ABSTRACT OF COURSE'S CONTENT AND OBJECTIVES:
In the past 40 years, some of the largest industries have transitioned from regulated to market-based paradigms. Managers in many transportation, information technology, and energy companies have had to devise strategies to cope with changes in economic and environmental regulations and the evolution of new markets and trading platforms. The energy industries feature a complex mix of regulation and market-driven incentives. Over the last two decades, energy markets that had previously been viewed as staid and conservative have been rocked by deregulation initiatives, the California electricity crises, the Enron scandal, volatile oil and natural gas prices, innovations in renewable energy and the challenge to reduce greenhouse gases.
Drawing on the tools of economics and finance, we study the business and public policy issues that these changes have raised in energy markets. Topics include traditional and alternative models of utilities in electricity and natural gas markets; the political economy of deregulation; climate change, environmental policy and markets for green energy; competitive and market power in energy markets; transportation and storage constraints in energy commodities; and the development of organized spot, futures, and derivative markets in energy, We examine the impact of regulation in these industries, study firms' successful and unsuccessful competitive strategies, and explore the rationale for and effects of public policies in energy and environmental markets.

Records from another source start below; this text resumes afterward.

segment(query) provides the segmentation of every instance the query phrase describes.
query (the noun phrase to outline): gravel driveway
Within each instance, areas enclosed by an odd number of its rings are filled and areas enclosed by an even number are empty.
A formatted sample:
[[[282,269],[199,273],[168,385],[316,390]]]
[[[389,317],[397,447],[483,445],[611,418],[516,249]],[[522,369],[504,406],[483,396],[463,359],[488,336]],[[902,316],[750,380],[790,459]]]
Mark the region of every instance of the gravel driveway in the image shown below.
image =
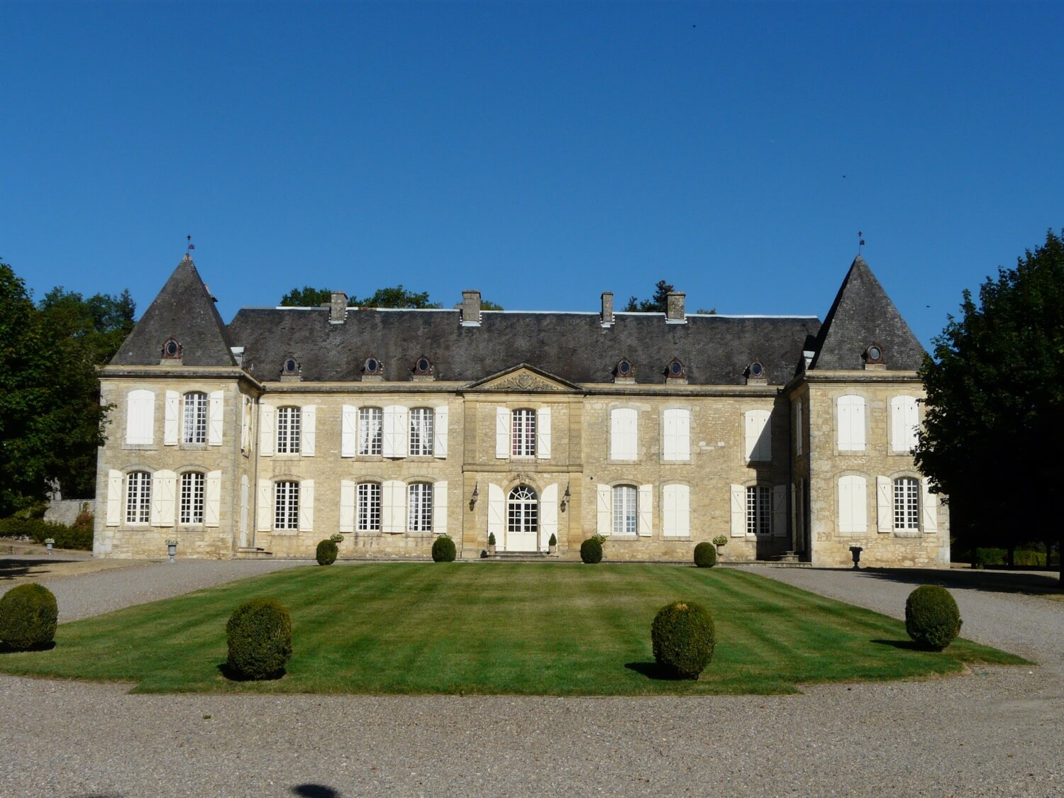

Severin Borenstein is the E.T. Grether Professor of Business Administration and Public Policy at the Haas School of Business and Co-Director of the Energy Institute at Haas. He received his A.B. from U.C. Berkeley and Ph.D. in Economics from M.I.T. His research focuses on business competition, strategy, and regulation. He has published extensively on airline competition, the oil and gasoline industries, and electricity markets. His current research projects include the economics of renewable energy, energy efficiency evaluation, cap and trade markets for GHG reductions, and the impacts of retail electricity pricing structures. Borenstein is also a research associate of the National Bureau of Economic Research in Cambridge, MA. He served on the Board of Governors of the California Power Exchange from 1997 to 2003. During 1999-2000, he served on the California Attorney General's Gasoline Price Task Force. In 2010-11, he served on the Department of Transportation's Future of Aviation Advisory Committee and on the Supply and Infrastructure taskforce of the Department of Energy's National Petroleum Council Study of the Future of Transportation Fuels. He is currently a member of the Emissions Market Assessment Committee for California’s GHG cap and trade market.